Bengali Poetry (Translated)

On the Day Rain Falls

On this rain-drenched afternoon heavy with youth, it would be a grave injustice not to write something about you.
Are you well? Is such wonderful rain falling there too, streaming down the branches, hibiscus, and periwinkle?

If nature doesn't have her natural cycle, it could mean no child in her womb—have you ever thought about this?
Or are you still concentrating hard on office work today?

How much longer will you keep working, tell me? Learn to love a little now. If not with me, then with the rain. I'm not talking about your girlfriend Rain, mind you!
Tell your aunt to make khichuri today. And you sit down with a book of Mallika Sengupta's poems. On days like this you must skip all work and give time to yourself, silly! Some days come bearing new reasons to live. Don't go back to sleep with the AC on though. How long has it been since such a sweeping-away rain came, tell me?

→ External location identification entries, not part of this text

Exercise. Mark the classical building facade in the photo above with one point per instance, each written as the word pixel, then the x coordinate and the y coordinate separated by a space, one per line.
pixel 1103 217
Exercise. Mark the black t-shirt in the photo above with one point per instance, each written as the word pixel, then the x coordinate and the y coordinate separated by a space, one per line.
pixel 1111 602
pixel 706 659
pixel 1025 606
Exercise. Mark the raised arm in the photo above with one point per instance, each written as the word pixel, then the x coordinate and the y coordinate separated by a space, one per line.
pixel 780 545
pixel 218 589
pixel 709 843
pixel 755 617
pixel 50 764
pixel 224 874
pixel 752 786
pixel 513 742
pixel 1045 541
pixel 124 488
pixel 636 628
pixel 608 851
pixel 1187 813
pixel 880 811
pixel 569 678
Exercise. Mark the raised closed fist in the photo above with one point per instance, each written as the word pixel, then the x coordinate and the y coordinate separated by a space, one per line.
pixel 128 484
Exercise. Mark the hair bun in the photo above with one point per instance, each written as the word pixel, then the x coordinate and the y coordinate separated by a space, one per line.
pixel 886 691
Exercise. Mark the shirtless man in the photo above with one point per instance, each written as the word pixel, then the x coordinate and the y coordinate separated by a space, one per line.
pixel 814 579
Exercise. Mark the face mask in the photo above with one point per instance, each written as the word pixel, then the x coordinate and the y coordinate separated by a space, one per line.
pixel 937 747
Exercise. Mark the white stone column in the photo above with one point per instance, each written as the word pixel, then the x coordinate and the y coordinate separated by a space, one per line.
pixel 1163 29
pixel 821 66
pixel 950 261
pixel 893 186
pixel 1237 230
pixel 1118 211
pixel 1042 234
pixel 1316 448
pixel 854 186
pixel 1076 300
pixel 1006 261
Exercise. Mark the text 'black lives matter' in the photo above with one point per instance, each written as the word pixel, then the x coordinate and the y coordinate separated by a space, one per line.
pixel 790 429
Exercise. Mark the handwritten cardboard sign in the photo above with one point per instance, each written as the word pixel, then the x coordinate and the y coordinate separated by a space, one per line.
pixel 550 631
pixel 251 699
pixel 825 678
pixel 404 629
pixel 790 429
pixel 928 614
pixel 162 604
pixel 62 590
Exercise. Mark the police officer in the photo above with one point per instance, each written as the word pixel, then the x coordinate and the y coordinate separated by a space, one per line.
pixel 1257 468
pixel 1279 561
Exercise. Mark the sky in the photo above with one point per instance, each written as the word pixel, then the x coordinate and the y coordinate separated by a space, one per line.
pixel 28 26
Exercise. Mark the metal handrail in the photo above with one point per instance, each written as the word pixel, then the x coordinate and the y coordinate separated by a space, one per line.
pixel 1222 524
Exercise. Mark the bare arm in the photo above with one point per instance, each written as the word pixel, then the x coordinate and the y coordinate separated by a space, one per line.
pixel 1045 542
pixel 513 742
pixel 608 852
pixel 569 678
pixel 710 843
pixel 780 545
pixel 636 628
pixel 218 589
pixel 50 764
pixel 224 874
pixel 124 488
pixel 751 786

Poetry reads so well on cloudy days like this, doesn't it? I feel as if I've gone to get soaked in the rain and lost myself in some forest, no one can find me, I won't let them! I'm lost on purpose, trying to capture nature's form, watching the trees finish their bath. It seems to me this unruly rain will force me to lose myself today.
No, I'm not going home this evening; I go back every day, I have to! Today I'll be unruly, today I'll become poetry. I cannot wait for another wonderful rain to befriend the poet, and who knows if any of us will live that long? Simpler than that—to stand in this forest in a wet sari, waiting. I'm standing here in my wet sari beneath the hijal tree.

Poet, don't keep me waiting—come here before I catch cold.